Sintió la retirada de él en el instante en que él aflojó la presión de sus brazos, la besó suavemente en la boca, en los párpados y las sienes, y luego le puso la mano abierta en la parte de atrás de la cabeza y se la bajó hasta dejarle la cara apoyada en uno de sus hombros, apartándola del tronco del árbol. Entonces sintió pena y alivio. Era el momento de parar; estaban en un lugar casi público.

Con los brazos rodeándole suavemente la cintura sintió salir poco a poco de su cuerpo la tensión de la insatisfacción sexual.

– Acordaremos no lamentar esto, ¿verdad? -Dijo él, pasado un minuto más o menos de silencio, con la boca muy cerca de su oreja-. ¿Ni permitir que cause incomodidad entre nosotros cuando volvamos a encontrarnos?

Ella no contestó inmediatamente. Levantó la cabeza, retiró los brazos de la cintura de él y retrocedió un paso. Mientras lo hacía se revistió muy conscientemente con la persona de la señorita Martin, maestra de escuela otra vez, casi como si fuera una prenda ya tiesa por el desuso.

– Sí a lo primero -dijo-. De lo segundo no estoy nada segura. Tengo la impresión de que a la fría luz del día me voy a sentir muy avergonzada cuando me encuentre cara a cara con usted después de esta noche.

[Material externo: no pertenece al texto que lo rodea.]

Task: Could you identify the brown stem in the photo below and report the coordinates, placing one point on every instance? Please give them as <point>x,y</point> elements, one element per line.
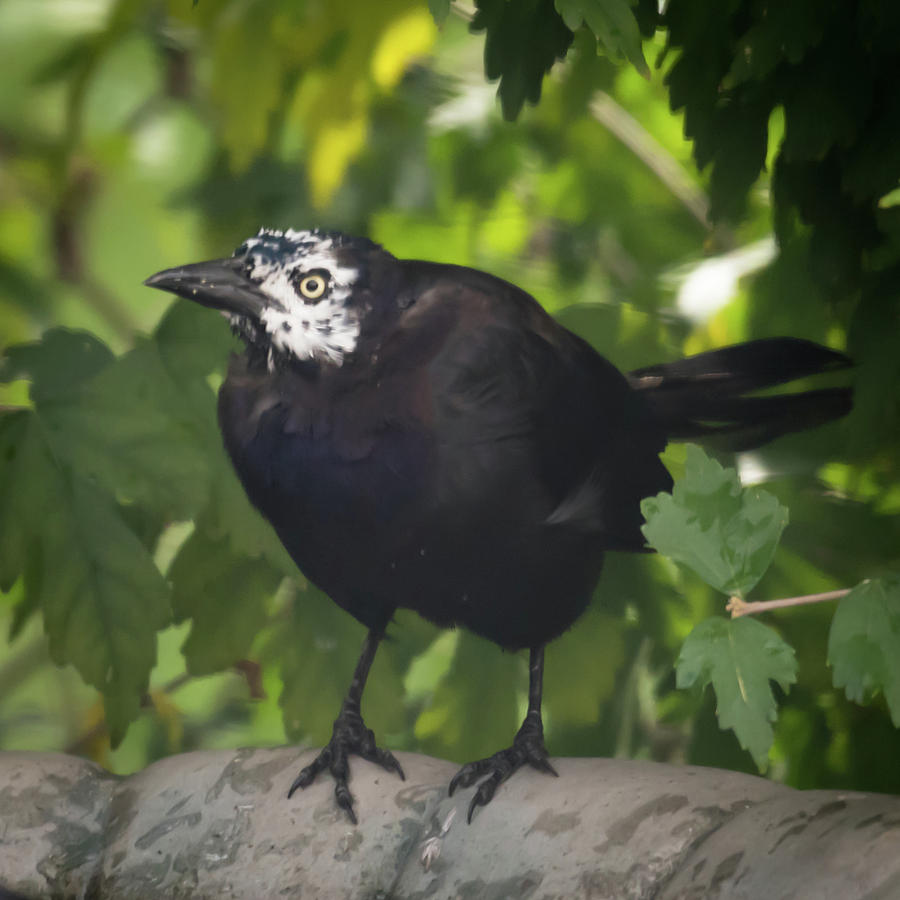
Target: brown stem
<point>738,607</point>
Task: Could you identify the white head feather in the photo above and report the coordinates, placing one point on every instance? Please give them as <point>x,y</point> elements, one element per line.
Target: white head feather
<point>326,328</point>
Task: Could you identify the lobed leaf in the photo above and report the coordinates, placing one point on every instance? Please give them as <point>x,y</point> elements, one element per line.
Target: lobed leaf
<point>725,533</point>
<point>224,594</point>
<point>102,597</point>
<point>739,657</point>
<point>864,643</point>
<point>523,40</point>
<point>614,25</point>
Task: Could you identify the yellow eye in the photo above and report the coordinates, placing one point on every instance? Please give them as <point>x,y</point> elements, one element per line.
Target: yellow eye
<point>312,286</point>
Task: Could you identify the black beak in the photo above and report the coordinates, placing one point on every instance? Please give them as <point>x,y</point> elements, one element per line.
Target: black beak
<point>217,283</point>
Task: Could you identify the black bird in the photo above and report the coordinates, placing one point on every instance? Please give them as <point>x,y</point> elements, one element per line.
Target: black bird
<point>426,436</point>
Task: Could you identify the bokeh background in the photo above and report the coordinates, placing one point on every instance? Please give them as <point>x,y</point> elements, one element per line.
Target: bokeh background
<point>137,135</point>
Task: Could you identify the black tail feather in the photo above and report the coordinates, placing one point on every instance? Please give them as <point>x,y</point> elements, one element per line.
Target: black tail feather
<point>702,397</point>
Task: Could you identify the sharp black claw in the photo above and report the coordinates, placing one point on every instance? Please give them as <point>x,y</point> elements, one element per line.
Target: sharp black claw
<point>527,749</point>
<point>349,736</point>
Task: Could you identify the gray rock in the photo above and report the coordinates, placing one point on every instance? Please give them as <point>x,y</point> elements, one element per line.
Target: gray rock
<point>218,824</point>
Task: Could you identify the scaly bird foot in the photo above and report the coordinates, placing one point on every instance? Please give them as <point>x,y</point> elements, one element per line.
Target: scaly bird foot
<point>349,736</point>
<point>527,747</point>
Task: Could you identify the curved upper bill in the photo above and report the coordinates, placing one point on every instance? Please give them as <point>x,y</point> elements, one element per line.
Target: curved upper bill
<point>217,283</point>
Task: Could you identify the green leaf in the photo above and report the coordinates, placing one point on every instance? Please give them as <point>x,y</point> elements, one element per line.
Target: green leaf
<point>864,643</point>
<point>131,430</point>
<point>27,499</point>
<point>440,9</point>
<point>589,655</point>
<point>614,25</point>
<point>319,647</point>
<point>739,657</point>
<point>102,597</point>
<point>57,364</point>
<point>473,710</point>
<point>524,39</point>
<point>724,533</point>
<point>225,596</point>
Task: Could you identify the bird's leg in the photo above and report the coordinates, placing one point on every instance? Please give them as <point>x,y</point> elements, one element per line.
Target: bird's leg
<point>527,747</point>
<point>349,736</point>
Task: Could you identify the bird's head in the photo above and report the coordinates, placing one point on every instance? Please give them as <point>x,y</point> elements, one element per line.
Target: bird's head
<point>303,295</point>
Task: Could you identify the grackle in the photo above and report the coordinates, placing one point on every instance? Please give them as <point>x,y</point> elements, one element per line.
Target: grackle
<point>425,436</point>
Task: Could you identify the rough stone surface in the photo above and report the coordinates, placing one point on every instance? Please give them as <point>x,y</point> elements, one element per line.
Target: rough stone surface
<point>218,824</point>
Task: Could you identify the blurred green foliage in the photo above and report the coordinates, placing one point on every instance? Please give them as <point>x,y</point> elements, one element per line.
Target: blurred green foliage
<point>139,134</point>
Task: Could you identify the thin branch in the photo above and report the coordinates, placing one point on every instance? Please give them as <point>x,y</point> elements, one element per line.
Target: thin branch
<point>738,607</point>
<point>652,154</point>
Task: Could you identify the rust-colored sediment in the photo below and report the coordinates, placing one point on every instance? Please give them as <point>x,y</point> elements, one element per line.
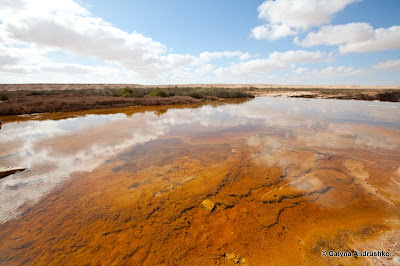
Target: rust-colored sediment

Santo cielo, ahora que lo veía a él en la semioscuridad ya encontraba increíble y terriblemente vergonzoso estar en su presencia, o se lo parecía.

– Señorita Martin -dijo él-. Espero no haber… no puedo…

Ella chasqueó la lengua; no podía dejar que terminara la frase qué humillada se sentiría si él dijera esas palabras en voz alta.

– Por supuesto que no puede -dijo-. Tampoco puedo yo. Tengo una vida y una profesión y a personas que dependen de mí. No espero que mañana por la mañana aparezca en la escalinata de la casa del vizconde Whitleaf con una licencia especial en la mano. Y si lo hiciera, lo enviaría lejos más rápido de lo que tardó en llegar ahí.

– ¿Con cajas destempladas? -dijo él, sonriéndole.

– Con eso «por lo menos».

Entonces le sonrió pesarosa. Qué tonto es el amor, pensó, venir a brotar en un momento imposible y con una persona imposible. Porque claro, estaba enamorada. Y claro, eso era total, totalmente imposible.

– Creo, lord Attingsborough -continuó-, que si hubiera sabido lo que sé ahora cuando entré en el salón para visitas de la escuela y le vi ahí de pie, podría haberlo enviado lejos entonces, con cajas destempladas. Aunque tal vez no. He disfrutado de estas dos semanas más de lo que sabría decir. Y usted ha llegado a caerme bien.

Eso era cierto también. De verdad le caía bien.

Le tendió la mano. Él se la cogió y se la estrechó firmemente. De nuevo estaban levantadas las barreras entre ellos, como debían estarlo.

Entonces pegó un salto, agitando la mano en la de él, porque un fuerte ruido rompió ese casi silencio.

– Ah -dijo él, mirando hacia arriba-, ¡qué oportuno! Los fuegos artificiales.

– ¡Ooh! -Exclamó ella, mirando con él la franja de luz roja que subió en arco rugiendo por encima de los árboles y bajó hasta perderse de vista-. He estado esperándolos con ilusión.

– Venga -dijo él, soltándole la mano y ofreciéndole el brazo-. Volvamos a la amplia avenida para verlos.

– Ah, sí, vamos.

Y a pesar de todo, a pesar de que algo apenas había empezado y también terminado ahí esa noche, se sentía henchida, inundada de felicidad.

Había dicho la verdad uno o dos minutos antes. No se habría perdido esa corta estancia en Londres ni por todas las atracciones del mundo.

Tampoco se habría perdido conocer al marqués de Attingsborough.